Утро приветствует меня свежей прохладой, такой непривычной после долгодневного зноя. Подпоясываясь халатом с задорным французским петухом на груди, варю двойную порцию кофе и высыпаю созревшие бананы из плотно закупоренной кастрюли в вазу с серебряным ободком. Эту вазу я купил случайно у какой-то бабушки из бывших, которая тщетно пыталась продать ее через комиссионный магазин, потому что там могли отдельно принять только вазу без серебра. Ювелиры, конечно, с радостью купили бы серебряный ободок, но им не нужна ваза. И пока с произведениями искусства существует такое положение, я могу позволить себе ссыпать десерт в антикварную вещь, стоящую больше моего полугодового оклада.

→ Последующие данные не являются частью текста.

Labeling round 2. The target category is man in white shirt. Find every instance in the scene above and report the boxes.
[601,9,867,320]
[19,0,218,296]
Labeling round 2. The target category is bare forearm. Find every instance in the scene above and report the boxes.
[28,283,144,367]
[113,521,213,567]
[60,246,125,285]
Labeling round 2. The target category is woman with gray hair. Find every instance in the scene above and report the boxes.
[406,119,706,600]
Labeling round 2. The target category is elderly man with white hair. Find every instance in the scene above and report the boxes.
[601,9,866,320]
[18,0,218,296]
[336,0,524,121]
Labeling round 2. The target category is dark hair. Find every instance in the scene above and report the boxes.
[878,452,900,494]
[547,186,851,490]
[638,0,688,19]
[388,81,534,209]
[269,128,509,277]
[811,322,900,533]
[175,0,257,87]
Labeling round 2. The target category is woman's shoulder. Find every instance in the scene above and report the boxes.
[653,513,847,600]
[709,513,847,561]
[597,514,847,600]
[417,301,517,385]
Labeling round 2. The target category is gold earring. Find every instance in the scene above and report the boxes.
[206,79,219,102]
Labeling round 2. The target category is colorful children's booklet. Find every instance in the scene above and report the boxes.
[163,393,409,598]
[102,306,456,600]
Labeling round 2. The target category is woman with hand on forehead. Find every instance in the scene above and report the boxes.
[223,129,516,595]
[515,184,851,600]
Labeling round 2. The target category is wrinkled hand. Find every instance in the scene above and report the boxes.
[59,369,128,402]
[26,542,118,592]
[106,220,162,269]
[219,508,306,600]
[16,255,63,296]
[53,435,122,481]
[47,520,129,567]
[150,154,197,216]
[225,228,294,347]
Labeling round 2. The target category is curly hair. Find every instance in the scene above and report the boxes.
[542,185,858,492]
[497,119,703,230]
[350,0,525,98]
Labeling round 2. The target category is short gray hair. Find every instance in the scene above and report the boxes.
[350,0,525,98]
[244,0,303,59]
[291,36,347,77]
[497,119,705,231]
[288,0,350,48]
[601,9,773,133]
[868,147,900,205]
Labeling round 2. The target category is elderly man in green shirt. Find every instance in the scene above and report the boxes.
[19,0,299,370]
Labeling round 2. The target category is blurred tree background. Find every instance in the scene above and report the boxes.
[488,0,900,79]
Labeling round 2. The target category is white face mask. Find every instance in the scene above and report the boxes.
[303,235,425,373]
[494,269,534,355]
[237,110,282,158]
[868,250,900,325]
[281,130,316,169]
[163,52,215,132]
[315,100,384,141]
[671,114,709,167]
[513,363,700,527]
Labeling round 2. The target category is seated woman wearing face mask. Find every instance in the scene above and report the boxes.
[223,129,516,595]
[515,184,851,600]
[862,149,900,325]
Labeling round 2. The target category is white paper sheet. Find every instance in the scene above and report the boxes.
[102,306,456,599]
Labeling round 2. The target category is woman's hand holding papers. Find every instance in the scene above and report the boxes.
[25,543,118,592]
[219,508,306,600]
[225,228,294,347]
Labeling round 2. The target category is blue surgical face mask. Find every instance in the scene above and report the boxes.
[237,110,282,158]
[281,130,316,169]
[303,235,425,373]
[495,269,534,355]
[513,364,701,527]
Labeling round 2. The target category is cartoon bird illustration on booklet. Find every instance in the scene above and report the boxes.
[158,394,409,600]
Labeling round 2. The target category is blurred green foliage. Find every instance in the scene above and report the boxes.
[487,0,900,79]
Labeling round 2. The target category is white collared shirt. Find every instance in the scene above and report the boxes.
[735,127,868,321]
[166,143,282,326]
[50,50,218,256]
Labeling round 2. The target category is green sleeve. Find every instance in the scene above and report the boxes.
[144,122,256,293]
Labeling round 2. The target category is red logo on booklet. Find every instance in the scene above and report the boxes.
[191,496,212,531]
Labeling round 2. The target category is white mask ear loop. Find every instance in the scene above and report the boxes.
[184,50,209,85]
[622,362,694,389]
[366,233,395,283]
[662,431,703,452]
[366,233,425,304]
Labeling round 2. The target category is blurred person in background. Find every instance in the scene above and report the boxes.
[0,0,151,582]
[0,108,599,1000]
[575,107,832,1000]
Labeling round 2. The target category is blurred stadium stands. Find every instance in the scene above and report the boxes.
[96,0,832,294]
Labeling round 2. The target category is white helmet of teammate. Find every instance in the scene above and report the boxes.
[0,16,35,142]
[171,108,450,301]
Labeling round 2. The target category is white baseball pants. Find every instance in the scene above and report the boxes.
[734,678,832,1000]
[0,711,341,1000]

До встречи с очаровательной Татьяной остается еще немало времени, поэтому разрешаю себе такую роскошь, как два свидания в один день и, пользуясь тем, что на дворе стоит время повальных отпусков, направляюсь к Вадиму Петровичу Бойко, который в свободное от приобретения русской старины и мучения котов время преподает историю в одном из вузов города.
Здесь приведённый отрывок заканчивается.